Immunocytochemical localization of vasoactive intestinal polypeptide in the digestive tracts of a holostean and a teleostean fish

1. The localization of vasoactive intestinal polypeptide (VIP) in the gastrointestinal tracts of a holostean fish, the bowfin (Amia calva) and a teleostean fish, the bluegill (Lepomis macrochirus) was determined using immunocytochemistry.2. In the bowfin, VIP immunoreactivity was observed in both gut nerves and gastrointestinal endocrine cells. In the bluegill, only gut nerves exhibited VIP-like immunoreactivity.3. The presence of VIP endocrine cells in the gastric mucosa of bowfin appears to be unique among vertebrates.
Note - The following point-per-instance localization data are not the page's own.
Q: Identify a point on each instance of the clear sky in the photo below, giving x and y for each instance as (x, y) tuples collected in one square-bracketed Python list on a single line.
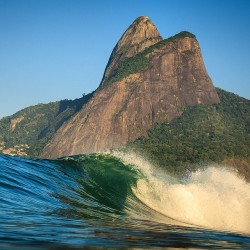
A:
[(58, 49)]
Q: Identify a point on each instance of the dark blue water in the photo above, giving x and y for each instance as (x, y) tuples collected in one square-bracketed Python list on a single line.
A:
[(91, 201)]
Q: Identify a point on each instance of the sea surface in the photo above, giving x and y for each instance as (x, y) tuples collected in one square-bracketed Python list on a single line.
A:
[(119, 201)]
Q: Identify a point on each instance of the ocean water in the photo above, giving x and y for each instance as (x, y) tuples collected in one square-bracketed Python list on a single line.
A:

VIP-containing endocrine cells of the open type were seen in cardiac, oxyntic, and antral gastric mucosa. There appeared to be morphological differences in VIP endocrine cell shapes in anterior versus posterior stomach regions. No VIP endocrine cells were observed in bowfin intestine.4. We conclude that VIP may have an endocrine/paracrine regulatory role in the bowfin stomach and may be strictly a neurotransmitter/neuromodulator in the bowfin gut. There are many species differences in the distribution of VIP-like peptides between neurons and endocrine cells in the guts of lower vertebrates, complicating analysis of the neural versus endocrine evolutionary origin of gut VIP.